Blog

Snowplow: Unlocking Behavioral Data to Power the Next Chapter of Data Infrastructure

Enterprises began transitioning to the cloud nearly 20 years ago, and increased cloud adoption has also highlighted the importance of cloud data lakes and warehouses, with businesses turning to data warehouses to organize data streams from myriad sources. As investors in category-defining data infrastructure companies such as: Databricks, Tableau, DataRobot, Instabase, MuleSoft, MongoDB, and others, NEA has had a firsthand view of the trends fundamentally reshaping enterprise computing.

As small and large organizations with varying levels of DataOps sophistication continue evolving to become more data-informed, their infrastructure is shifting to become more warehouse-centric. This is not only a common trend but a best practice. There is also massive growth in the number of internal and external data systems, apps, and products being built by data teams across functions–whether they are in product, data science, sales, marketing, or engineering. These peripheral systems and data consumers need data passed down to them from an upstream warehouse. We’ve witnessed this with our involvement in companies such as Databricks. Companies with mature DataOps are making the warehouse the central source of truth powering all downstream data applications, such as AI/ML, business intelligence, product analytics, marketing, and more. As the center of gravity shifts closer to the data, one company that helps supercharge warehouse-centric architectures stood out: Snowplow–a best in class, leading data creation platform. Snowplow provides the piping that sits upstream of a warehouse and enables the collection and creation of clean, enriched, structured data that is “AI/ML-ready” and capable of powering data use cases or products.

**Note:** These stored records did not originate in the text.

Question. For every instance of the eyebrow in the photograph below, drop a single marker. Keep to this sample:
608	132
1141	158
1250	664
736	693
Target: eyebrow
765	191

What is data creation? To understand data creation, we must first talk about data exhaust (and its limitations). Most data teams are dealing with data exhaust–the byproducts of disparate systems, such as analytics platforms and CRMs. Data exhaust is messy, resulting in different field types and issues with granularity, quality, and completeness. This exhaust needs significant wrangling before it can become even remotely useful. That is where data creation comes in. By investing time in the planning stages and adopting the right tooling, data teams can avoid over reliance on data exhaust. Customizing data to suit each data application allows teams to develop a structured, rich, and high quality data asset that can easily be evolved over time. This is precisely what Snowplow enables with their developer-first platform; any company can now create and consume AI-ready data as if they are Amazon or Netflix.

Snowplow collects all types of event-driven data, processes and enriches that data, models it to a schema you define, and pipes that enriched data directly to your warehouse of choice.

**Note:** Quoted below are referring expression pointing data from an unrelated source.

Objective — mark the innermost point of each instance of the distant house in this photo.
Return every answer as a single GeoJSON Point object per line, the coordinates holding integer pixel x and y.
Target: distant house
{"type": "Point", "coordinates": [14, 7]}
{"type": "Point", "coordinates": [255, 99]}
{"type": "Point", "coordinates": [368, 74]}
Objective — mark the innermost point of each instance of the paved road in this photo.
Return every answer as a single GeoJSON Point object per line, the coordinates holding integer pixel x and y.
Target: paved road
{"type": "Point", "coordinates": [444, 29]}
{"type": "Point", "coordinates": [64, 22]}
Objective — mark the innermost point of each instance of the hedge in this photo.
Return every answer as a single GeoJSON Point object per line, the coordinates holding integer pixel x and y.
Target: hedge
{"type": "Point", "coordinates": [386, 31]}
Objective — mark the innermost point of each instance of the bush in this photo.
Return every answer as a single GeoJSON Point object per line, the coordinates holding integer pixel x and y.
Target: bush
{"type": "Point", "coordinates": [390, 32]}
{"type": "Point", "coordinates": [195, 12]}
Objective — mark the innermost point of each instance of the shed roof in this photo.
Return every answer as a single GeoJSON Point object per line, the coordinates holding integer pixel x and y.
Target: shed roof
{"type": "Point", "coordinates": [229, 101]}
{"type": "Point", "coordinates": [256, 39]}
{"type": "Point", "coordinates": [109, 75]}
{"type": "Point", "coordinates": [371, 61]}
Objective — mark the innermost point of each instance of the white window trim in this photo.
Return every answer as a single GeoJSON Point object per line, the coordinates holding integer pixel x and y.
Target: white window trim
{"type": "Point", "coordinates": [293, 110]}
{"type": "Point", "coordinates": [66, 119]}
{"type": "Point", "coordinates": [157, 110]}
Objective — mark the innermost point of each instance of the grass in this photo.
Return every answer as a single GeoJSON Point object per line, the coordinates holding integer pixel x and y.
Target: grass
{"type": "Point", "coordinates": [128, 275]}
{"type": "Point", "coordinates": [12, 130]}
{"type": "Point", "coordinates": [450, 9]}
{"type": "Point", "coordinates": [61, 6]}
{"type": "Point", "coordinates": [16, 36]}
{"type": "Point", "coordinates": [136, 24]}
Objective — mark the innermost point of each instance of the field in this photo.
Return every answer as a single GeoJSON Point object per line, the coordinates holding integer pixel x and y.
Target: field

Source: https://snowplowanalytics.com/what-is-data-creation/

We met Snowplow co-founders Alex Dean and Yali Sassoon in early 2022, and we immediately aligned with their vision of how the modern data stack is evolving and were compelled by the enterprise opportunity ahead of them. We also learned that many of our portfolio companies are paying customers and have been running Snowplow under the hood for multiple years. The customer love and positive feedback we heard was nothing short of outstanding, with customers finding Snowplow incredibly mission critical, citing the platform and team as a cornerstone of their DataOps.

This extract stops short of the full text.